Wednesday, August 29, 2012

Lonnie Donegan & His Skiffle Group--Rock Island Line (1956)

     Over the years, all four of the Beatles had discussed their influences. Elvis, Carl Perkins, Buddy Holly, Chuck Berry and so on. One name however that comes up that most in the US have never heard of was Lonnie Donegan.
     Skiffle was a type of music that drew from traditional jazz, blues and folk, and generally performed with homemade instruments. It's roots are disputed, but began to show up in recorded form in Chicago during the 1920's. It popped up from time to time over the next 20 years, but was a rural genre that never saw a lot of popularity until Lonnie Donegan led a revival of the style in the UK during the 50's.
      Donegan spent much of the 40's and early 50's playing guitar in various traditional jazz bands throughout Britain. While playing with Ken Colyer's Jazzmen, he would play a guitar and banjo during a dixieland set. This led him to join with a couple of other members to play what they called a "skiffle" break which included a washboard, a tea-chest bass and Spanish guitar. 
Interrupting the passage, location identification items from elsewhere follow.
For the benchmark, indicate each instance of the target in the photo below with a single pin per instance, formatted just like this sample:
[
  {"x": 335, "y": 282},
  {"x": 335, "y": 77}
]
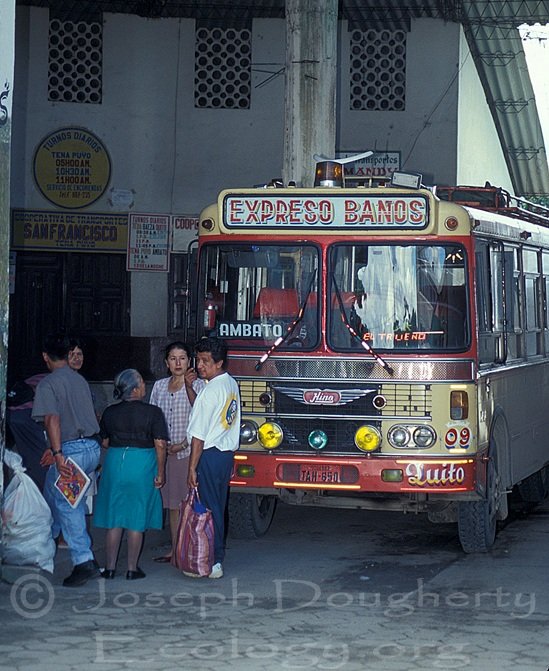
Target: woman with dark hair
[
  {"x": 175, "y": 396},
  {"x": 136, "y": 435}
]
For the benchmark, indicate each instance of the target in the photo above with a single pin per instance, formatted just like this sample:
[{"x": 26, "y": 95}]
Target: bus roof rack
[{"x": 495, "y": 199}]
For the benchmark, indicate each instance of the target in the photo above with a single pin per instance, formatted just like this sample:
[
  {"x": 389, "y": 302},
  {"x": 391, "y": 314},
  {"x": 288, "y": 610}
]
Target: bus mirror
[{"x": 501, "y": 348}]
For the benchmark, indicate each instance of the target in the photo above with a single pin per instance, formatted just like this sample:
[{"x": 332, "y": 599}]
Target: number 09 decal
[{"x": 455, "y": 438}]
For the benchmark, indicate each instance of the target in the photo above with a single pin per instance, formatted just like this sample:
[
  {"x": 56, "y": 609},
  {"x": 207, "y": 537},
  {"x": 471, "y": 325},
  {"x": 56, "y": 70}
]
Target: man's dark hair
[
  {"x": 56, "y": 346},
  {"x": 216, "y": 346}
]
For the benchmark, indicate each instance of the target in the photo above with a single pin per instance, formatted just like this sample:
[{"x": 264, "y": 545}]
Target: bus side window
[{"x": 486, "y": 319}]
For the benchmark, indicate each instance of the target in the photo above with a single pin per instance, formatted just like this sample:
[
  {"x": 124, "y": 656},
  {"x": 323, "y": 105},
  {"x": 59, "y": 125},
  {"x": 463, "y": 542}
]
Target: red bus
[{"x": 391, "y": 347}]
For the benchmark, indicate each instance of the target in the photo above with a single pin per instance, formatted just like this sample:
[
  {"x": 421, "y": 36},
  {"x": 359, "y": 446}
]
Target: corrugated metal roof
[{"x": 490, "y": 27}]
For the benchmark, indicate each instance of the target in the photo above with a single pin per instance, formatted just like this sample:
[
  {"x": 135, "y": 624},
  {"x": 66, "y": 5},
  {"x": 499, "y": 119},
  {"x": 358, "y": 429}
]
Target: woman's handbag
[{"x": 194, "y": 550}]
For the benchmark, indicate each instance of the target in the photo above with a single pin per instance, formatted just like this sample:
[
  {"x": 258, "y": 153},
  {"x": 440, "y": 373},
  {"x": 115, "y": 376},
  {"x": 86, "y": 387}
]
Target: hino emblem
[{"x": 324, "y": 396}]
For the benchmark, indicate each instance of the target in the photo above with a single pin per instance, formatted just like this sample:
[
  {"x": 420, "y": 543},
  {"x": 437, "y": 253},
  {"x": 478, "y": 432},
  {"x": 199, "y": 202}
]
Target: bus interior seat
[{"x": 274, "y": 303}]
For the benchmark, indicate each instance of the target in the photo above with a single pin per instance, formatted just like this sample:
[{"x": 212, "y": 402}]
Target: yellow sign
[
  {"x": 70, "y": 231},
  {"x": 72, "y": 168}
]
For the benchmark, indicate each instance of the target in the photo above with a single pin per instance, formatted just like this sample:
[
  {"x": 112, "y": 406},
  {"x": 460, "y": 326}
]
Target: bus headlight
[
  {"x": 367, "y": 438},
  {"x": 248, "y": 432},
  {"x": 398, "y": 436},
  {"x": 270, "y": 435},
  {"x": 424, "y": 436}
]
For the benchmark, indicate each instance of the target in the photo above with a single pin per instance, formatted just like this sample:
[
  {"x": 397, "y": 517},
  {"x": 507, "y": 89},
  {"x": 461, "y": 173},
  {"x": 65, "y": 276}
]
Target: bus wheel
[
  {"x": 250, "y": 515},
  {"x": 477, "y": 520},
  {"x": 533, "y": 489}
]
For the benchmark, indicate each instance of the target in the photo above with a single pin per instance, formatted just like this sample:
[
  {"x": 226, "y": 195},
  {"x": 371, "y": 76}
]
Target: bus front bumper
[{"x": 372, "y": 473}]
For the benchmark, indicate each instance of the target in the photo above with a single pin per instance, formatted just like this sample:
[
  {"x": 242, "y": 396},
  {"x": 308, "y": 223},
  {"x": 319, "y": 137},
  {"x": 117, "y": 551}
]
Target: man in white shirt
[{"x": 214, "y": 434}]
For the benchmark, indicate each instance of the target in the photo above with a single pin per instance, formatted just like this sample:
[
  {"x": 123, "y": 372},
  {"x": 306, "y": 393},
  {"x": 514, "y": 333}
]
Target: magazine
[{"x": 73, "y": 488}]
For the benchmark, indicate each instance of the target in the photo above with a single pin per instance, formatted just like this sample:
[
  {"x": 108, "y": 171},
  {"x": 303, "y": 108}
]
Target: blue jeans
[
  {"x": 72, "y": 521},
  {"x": 214, "y": 473}
]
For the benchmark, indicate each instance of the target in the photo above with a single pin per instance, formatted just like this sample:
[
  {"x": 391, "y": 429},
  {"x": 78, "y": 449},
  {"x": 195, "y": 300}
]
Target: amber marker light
[
  {"x": 270, "y": 435},
  {"x": 367, "y": 438}
]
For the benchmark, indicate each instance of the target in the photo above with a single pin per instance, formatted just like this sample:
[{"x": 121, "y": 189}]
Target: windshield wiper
[
  {"x": 291, "y": 327},
  {"x": 351, "y": 330}
]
     This proved to be so popular that the combo recorded a version of Leadbelly's, "Rock Island Line" in the summer of 1954, which became a hit in 1956. He recorded much of the rest of the 50's, with a great deal of success. His real influence however was how, in bringing skiffle to England, he inspired many a poor and middle class boys to pick up homemade (or very low rate) instruments and start banging out, "Rock Island Line".